C'est du moins l'avis de la présidente du Syndicat de l'enseignement du Saguenay (SES-CSQ), Aline Beaudoin, qui estime que l'enquête menée par la chercheuse Caroline Jeanson auprès de 283 enseignants Québec «n'est pas loin de la réalité régionale».

L'étude en question conclut que seulement 52 pour cent des quelque 6000 élèves de sixième année concernés par l'étude sont considérés comme «réguliers». Cela veut dire qu'ils n'ont pas ni handicap ni difficulté d'apprentissage reconnue. Les chiffres, diffusés dans un quotidien du Québec en début de semaine, révèlent que 39 pour cent des écoliers sont à risque d'échec, tandis que 29 pour cent sont aux prises avec un handicap ou une difficulté d'adaptation ou d'apprentissage. L'étude a été commandée par le Syndicat de l'enseignement de la région de Québec (SERQ), en collaboration avec la CSQ.

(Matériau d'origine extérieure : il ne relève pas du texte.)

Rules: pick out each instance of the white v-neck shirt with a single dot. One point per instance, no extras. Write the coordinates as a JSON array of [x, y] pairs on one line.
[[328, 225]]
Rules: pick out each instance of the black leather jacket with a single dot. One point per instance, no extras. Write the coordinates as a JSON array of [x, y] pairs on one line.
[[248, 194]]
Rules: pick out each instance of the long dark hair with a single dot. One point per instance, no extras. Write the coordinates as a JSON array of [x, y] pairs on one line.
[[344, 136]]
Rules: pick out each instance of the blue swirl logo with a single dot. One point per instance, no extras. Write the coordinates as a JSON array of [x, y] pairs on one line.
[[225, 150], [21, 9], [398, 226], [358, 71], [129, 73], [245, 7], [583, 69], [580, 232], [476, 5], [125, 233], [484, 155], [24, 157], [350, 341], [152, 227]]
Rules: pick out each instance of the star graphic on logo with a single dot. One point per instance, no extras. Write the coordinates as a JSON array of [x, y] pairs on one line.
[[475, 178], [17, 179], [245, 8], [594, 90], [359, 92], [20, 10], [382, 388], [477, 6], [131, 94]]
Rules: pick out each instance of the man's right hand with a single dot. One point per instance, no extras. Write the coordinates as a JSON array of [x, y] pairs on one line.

«Ça correspond au portrait de la région. Il y a de plus en plus d'intégration d'enfants avec des besoins particuliers dans les classes régulières, mais les services ne sont tout simplement pas au rendez-vous. Le fait qu'il n'y ait plus de voies pour les élèves avec des besoins particuliers fait en sorte que ça égraine les classes ordinaires», fait valoir la présidente du Syndicat de l'enseignement du Saguenay.

Aline Beaudoin rappelle que certains phénomènes contribuent à la diminution notable de la proportion d'élèves dits «réguliers». Les classes homogènes, lesquelles intègrent tous les profils d'élèves, en sont une cause. La politique du non-redoublement y est aussi pour quelque chose.

«On a fait disparaître les classes pour des besoins spécifiques, mais on n'a jamais balisé l'intégration de ces élèves. Quand ta classe est pleine et que tu as des élèves qui ont des rythmes d'apprentissage différents, tu as le souci de respecter ce rythme. Par contre, avec la présence de plusieurs plans d'intervention, les profs peuvent se sentir parfois dépassés. En plus, certains parents sont plus revanchards ou revendicateurs, ce qui ajoute une pression sur les épaules de l'enseignant», fait valoir Aline Beaudoin, qui ajoute que le manque de ressources en psychologie et en orthophonie continue d'être dénoncé par les profs et que ceux-ci revendiquent l'ajout de professionnels auprès du gouvernement.

Le dégringolade du nombre d'élèves au profil régulier dans les classes du réseau public d'éducation a des conséquences importantes, dit Aline Beaudoin. Animés du sentiment que leur enfant est tiré vers le bas, des parents dirigent leur enfant vers des programmes sélectifs ou enrichis.

«Au secondaire, si les jeunes qui ne sont pas dans des concentrations sélectives, c'est comme s'ils étaient des sous-élèves. C'est malsain», note-t-elle.

Le Syndicat de l'enseignement du Saguenay n'a pas l'intention de commander une étude semblable à celle réalisée à Québec. Toutefois, Aline Beaudoin croit que ce type d'enquête a pour effet d'appuyer les revendications des enseignants.